Zero. That answer is zero. Not a single Home Office staffer has received a training course in connection to the Windrush recommendations.

In that time, researchers have managed to develop, test and bring to market multiple coronavirus vaccines. The NHS has built and dismantled Nightingale wards. Society has shaped and reshaped itself over lockdown after lockdown.

And the Home Office – which still ostensibly oversees the UK’s borders, policing, and domestic security services – could not finish creating a training course, let alone use it to train anyone.

Perhaps most ridiculously, the Home Office confirmed that none of the training courses are even finished yet. In its response to data rights and privacy campaigner Sam Smith, who lodged the FOI request, the Home Office stated “the training is currently in development and due be rolled out later in 2022”.

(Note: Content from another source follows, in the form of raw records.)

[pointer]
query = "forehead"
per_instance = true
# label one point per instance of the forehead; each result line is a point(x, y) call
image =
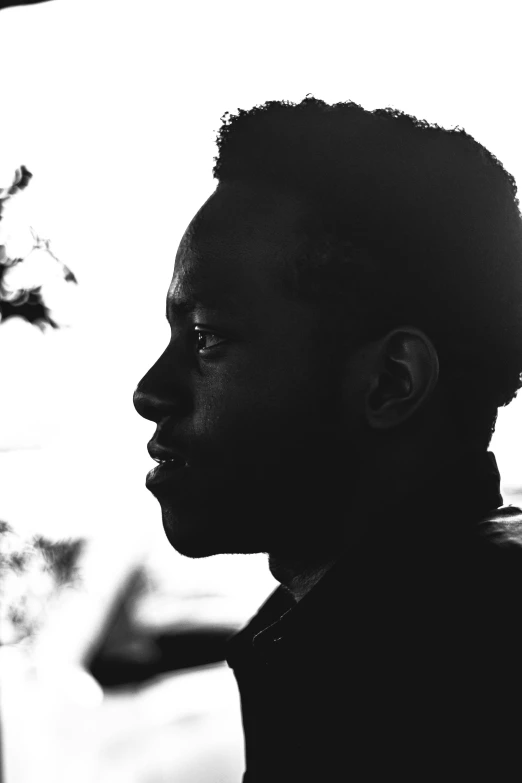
point(236, 248)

This is more than just a fresh disappointment among a litany of disappointments for those directly affected by Windrush – it is clear evidence of a total missed opportunity for the department to avoid a fresh tragedy, tied to its horrendous new policy to start exporting refugees to Rwanda within weeks.


The gratuitous cruelty of the policy is, of course, the point. Advocates of the policy barely deny that, saying it is a means to the end of dissuading people from making the crossing to the UK. Critics note that said cruelty may play quite well with a certain subset of voter to whom the government would like to appeal.

So far, it has not stopped the boats. Early claims from newspaper columnists that crossings had dropped to zero ignored the fact that they fluctuate from week to week – driven more by weather conditions than by policy.

Every bit of extra detail continues to make the policy worse, though. Senior civil servants had to be forced to adopt it via a Ministerial Direction, a formal override to the civil service that is rarely used – not on any moral grounds but simply on the basis that even if it works as promised it would represent an atrocious waste of public money.

The Home Affairs Committee of parliament heard earlier in the month that people claiming asylum from Rwanda would not be sent to Rwanda – a clarification whose very existence highlights the fundamental problems of the scheme.

And a necessary reassurance – that families with children will not be forcibly deported to Rwanda – contains within it the true danger and cruelty of this policy. Rather than deter people from making the deadly English Channel crossing, the new policy now encourages some to bring their children on that trip, too. Desperation can make some unimaginable choices suddenly possible.

From Windrush to Rwanda to Ukraine, the Home Office is consistent in only two things – incompetence and cruelty. For how much longer will it go on?